The U.S. stock market is off about 40 percent in the past year, according to the broad Wilshire 5000 index; global stocks including the United States are down 44 percent this year, according to the Dow Jones World Index. The total return on long-term corporate bonds is down nearly 20 percent, according to the Lehman Brothers index (Lehman may have been allowed to fail but its bond indices are still widely used). Even holding government debt would have cost you a bit in the past year. Putting cash in money-market funds should have yielded small positive returns but there have been risks even here.

So, with this as a drum roll, here is Morningstar's look at the performance of the 15 largest target-date funds in its 2000-2014 group:

Fund Name Year-to-DateTotal Return (%) Fund Size ($millions)
Fidelity Freedom 2010 -25.31 10,574
T. Rowe Price Retirement 2010 -27.02 3,744
Fidelity Freedom Income -12.16 2,284
Vanguard Target Retirement 2010 -22.64 2,252
Vanguard Target Retirement Income -13.63 1,818
Vanguard Target Retirement 2005 -18.22 1,541
Fidelity Freedom 2000 -13.87 1,537
Principal LifeTime 2010 Inst -29.86 1,381
T. Rowe Price Retirement Income -19.05 1,183
Fidelity Freedom 2005 -24.42 836
T. Rowe Price Retirement 2005 -22.90 693
Fidelity Advisor Freedom 2010 A -26.24 651
Principal LifeTime Strategic Inc Inst -21.51 468
Wells Fargo Advantage DJ Tgt 2010 A -15.54 411
American Funds Trgt Date Rtrmt 2010 A -28.33 400
 

"We've looked favorably on the recent trend for target-date funds to hold bigger equity stakes through their target dates, based on the premise that investors are living longer than ever and thus in more danger of outliving their savings due to the ravages of inflation," Morningstar analyst Greg Carlson wrote last month in evaluating this group. "But the funds on the leading edge of that curve are probably too aggressive for most investors." Carlson said his favorite funds were those of T. Rowe Price and Vanguard.

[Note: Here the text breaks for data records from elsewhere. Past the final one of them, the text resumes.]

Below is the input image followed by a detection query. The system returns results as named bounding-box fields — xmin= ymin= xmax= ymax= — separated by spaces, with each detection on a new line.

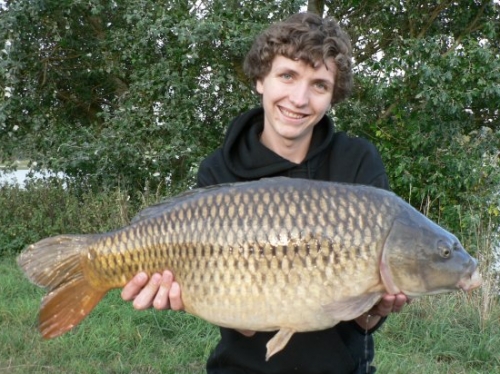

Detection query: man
xmin=122 ymin=13 xmax=407 ymax=374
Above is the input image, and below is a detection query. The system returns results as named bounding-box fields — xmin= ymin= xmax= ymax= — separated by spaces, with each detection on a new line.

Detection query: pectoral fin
xmin=266 ymin=328 xmax=295 ymax=361
xmin=323 ymin=292 xmax=381 ymax=321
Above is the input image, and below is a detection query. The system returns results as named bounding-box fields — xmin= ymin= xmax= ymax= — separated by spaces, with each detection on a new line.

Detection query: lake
xmin=0 ymin=169 xmax=64 ymax=186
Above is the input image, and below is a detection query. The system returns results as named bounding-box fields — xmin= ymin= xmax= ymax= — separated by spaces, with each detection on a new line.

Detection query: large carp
xmin=18 ymin=178 xmax=481 ymax=358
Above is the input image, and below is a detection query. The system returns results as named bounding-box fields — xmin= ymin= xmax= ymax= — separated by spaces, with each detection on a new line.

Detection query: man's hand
xmin=121 ymin=270 xmax=184 ymax=310
xmin=354 ymin=293 xmax=410 ymax=330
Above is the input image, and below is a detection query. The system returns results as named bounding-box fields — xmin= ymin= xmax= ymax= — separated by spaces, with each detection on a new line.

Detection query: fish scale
xmin=18 ymin=178 xmax=480 ymax=358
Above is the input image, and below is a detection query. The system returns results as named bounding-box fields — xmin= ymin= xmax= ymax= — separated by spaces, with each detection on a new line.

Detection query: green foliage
xmin=330 ymin=1 xmax=500 ymax=236
xmin=0 ymin=178 xmax=136 ymax=256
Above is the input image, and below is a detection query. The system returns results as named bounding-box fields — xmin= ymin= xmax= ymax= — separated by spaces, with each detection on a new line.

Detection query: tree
xmin=328 ymin=1 xmax=500 ymax=235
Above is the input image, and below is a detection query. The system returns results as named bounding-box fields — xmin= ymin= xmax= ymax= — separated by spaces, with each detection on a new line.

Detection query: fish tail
xmin=17 ymin=235 xmax=107 ymax=339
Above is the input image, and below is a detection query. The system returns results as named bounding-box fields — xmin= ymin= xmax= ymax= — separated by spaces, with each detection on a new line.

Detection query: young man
xmin=122 ymin=13 xmax=407 ymax=374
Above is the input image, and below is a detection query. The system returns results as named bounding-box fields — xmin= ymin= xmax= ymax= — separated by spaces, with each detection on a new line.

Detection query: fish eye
xmin=440 ymin=246 xmax=455 ymax=258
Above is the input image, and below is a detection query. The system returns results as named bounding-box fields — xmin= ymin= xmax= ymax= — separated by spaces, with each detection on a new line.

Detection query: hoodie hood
xmin=222 ymin=108 xmax=334 ymax=180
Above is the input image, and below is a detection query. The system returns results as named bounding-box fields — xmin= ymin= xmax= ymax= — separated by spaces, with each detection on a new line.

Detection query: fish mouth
xmin=457 ymin=268 xmax=483 ymax=291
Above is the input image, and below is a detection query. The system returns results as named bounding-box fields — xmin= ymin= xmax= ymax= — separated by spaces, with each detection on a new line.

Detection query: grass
xmin=0 ymin=256 xmax=218 ymax=374
xmin=0 ymin=181 xmax=500 ymax=374
xmin=0 ymin=255 xmax=500 ymax=374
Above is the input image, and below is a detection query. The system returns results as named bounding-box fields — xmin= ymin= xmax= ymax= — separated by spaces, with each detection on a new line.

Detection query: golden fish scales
xmin=19 ymin=178 xmax=480 ymax=358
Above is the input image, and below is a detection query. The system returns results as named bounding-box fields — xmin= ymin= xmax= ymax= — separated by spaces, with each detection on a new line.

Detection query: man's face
xmin=256 ymin=55 xmax=336 ymax=153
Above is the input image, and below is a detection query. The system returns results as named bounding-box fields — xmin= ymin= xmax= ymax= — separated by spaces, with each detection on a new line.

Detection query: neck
xmin=260 ymin=131 xmax=311 ymax=164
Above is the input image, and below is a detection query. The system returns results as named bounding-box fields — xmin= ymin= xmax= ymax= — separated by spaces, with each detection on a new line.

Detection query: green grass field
xmin=0 ymin=256 xmax=500 ymax=374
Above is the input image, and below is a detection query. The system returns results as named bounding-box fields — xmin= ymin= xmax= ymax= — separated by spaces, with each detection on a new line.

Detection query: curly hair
xmin=243 ymin=13 xmax=353 ymax=104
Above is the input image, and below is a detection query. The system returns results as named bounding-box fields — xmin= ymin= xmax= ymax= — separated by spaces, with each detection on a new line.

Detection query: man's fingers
xmin=121 ymin=272 xmax=148 ymax=301
xmin=133 ymin=273 xmax=162 ymax=310
xmin=153 ymin=271 xmax=173 ymax=310
xmin=169 ymin=282 xmax=184 ymax=310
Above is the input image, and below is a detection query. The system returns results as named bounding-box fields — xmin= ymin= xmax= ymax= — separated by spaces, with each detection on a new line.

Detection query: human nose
xmin=288 ymin=84 xmax=309 ymax=108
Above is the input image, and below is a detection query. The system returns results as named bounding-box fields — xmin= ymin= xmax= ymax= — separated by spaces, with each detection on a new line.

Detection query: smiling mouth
xmin=279 ymin=107 xmax=307 ymax=119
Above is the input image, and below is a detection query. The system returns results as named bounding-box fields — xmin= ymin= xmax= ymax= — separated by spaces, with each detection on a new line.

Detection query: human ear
xmin=255 ymin=79 xmax=264 ymax=95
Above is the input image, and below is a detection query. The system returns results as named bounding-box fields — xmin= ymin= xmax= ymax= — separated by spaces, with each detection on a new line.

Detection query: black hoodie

The only fund family that performed materially better than the big funds was DWS Investments, a unit of Deutsche Bank. It had five small target-date funds in the group that were 75 to 80 percent invested in bonds, The five funds topped Morningstar's list with losses ranging from 3.7 to 8.4 percent, but the biggest of the five has less than $60 million in investments.

The big fund families, which dominate the 15 largest funds here, have been preaching the merits of target-date funds and continue to do so. Investors should look at these offerings and compare the sharp differences in returns among funds with similar objectives. Comparisons should be made for multiple investment periods, and this can easily be done at Morningstar or other investment sites. Look at fee structures here as well, and also check out the funds' trading and turnover patterns. Target-date funds should not have high fees.